Tres Grandes Novelas Epistolares

Me gustan las cartas. Adoro las cartas. El trazo que usas especialmente para mí
cuando me escribes. El color de la tinta. Los picos de las emes y las enes, la
forma en que alargas los rabillos de las "pes", las "des", las "jotas" y las
"efes" y las "ges", también las "as" que nunca cierras y que a veces parecen
"ces". Me gusta tu manera de arremolinar palabras, de no saltarte ninguna tilde
o de pedir disculpas cuando lo haces. Me gusta ese ingenio que usas cuando me
llamas de mil maneras diferentes siendo todas ellas sinónimos de mí. Me gusta
cuando rasgo el sobre y huele a ti. Me gusta escoger el lugar donde leer tu
carta e imaginar el lugar que escogiste para escribírmela. Pensabas en mí y
pienso en ti. Estamos en nuestras cartas...

Alguna vez escribí esto a alguien. No llegué a enviar esta introducción de carta, ni mucho menos la carta entera. Me gusta atesorar mis propias cartas. He enviado más de las que he recibido, de eso estoy segura, pero también guardo muchas más de las que he echado al buzón. Algunas llegaron a algún concurso, un par de ellas ganó algún premio y otra, viajera, está esperando.

Una de mis entradas, a principios de este blog, está dedicada a las cartas. "Se mueren las cartas", llamé a esa entrada. Es cierto que se mueren y que renacen de otra manera, tal vez. Hoy quiero rendirles homenaje de nuevo, pero a través de tres novelas epistolares que he leído recientemente por recomendación de dos amigas. Llamémoslas S. y P.
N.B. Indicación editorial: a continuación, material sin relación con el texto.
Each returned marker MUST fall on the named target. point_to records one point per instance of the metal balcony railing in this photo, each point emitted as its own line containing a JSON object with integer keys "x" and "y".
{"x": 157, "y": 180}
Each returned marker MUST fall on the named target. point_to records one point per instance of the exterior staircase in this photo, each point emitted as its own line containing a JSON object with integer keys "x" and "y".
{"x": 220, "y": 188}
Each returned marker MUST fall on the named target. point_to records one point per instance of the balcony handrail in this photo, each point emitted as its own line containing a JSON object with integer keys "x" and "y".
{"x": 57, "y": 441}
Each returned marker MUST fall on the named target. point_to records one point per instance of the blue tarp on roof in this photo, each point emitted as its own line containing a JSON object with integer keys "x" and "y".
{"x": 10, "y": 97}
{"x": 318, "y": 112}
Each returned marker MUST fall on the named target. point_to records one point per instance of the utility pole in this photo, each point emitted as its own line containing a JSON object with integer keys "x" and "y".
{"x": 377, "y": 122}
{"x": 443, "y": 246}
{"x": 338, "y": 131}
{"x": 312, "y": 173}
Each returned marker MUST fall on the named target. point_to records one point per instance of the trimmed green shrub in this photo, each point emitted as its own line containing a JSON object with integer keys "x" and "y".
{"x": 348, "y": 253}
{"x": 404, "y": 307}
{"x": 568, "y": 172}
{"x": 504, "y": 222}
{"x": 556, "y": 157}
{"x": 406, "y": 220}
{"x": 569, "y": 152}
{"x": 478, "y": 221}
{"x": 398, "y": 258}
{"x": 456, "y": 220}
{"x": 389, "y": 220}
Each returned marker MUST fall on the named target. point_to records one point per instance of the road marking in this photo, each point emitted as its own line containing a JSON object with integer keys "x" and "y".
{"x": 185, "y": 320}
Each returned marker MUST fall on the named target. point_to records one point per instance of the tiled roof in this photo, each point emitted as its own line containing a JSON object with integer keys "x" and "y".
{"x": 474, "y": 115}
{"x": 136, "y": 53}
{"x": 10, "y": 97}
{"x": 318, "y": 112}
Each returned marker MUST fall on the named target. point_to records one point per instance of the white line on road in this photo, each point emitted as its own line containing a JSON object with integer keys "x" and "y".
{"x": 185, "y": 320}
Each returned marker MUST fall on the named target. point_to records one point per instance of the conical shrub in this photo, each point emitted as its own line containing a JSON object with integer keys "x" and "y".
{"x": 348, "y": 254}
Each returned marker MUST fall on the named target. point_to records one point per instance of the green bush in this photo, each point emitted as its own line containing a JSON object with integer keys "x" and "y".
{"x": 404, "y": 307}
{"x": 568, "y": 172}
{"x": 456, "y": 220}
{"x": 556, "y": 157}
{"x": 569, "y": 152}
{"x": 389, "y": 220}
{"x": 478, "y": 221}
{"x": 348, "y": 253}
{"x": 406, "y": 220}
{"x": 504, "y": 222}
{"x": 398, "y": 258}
Si no me hubieran maravillado. No estaría hoy sentada en mi escritorio, al abrigo de una estufa, escribiendo sobre ellas para vosotros y para mí. Ahora toca recomendarlas:

1. Paradero Desconocido. (Kressmann Taylor)


Mi amiga P. me sugirió esta misma mañana esta novela epistolar de muy pocas páginas. La leí del tirón, en apenas una hora.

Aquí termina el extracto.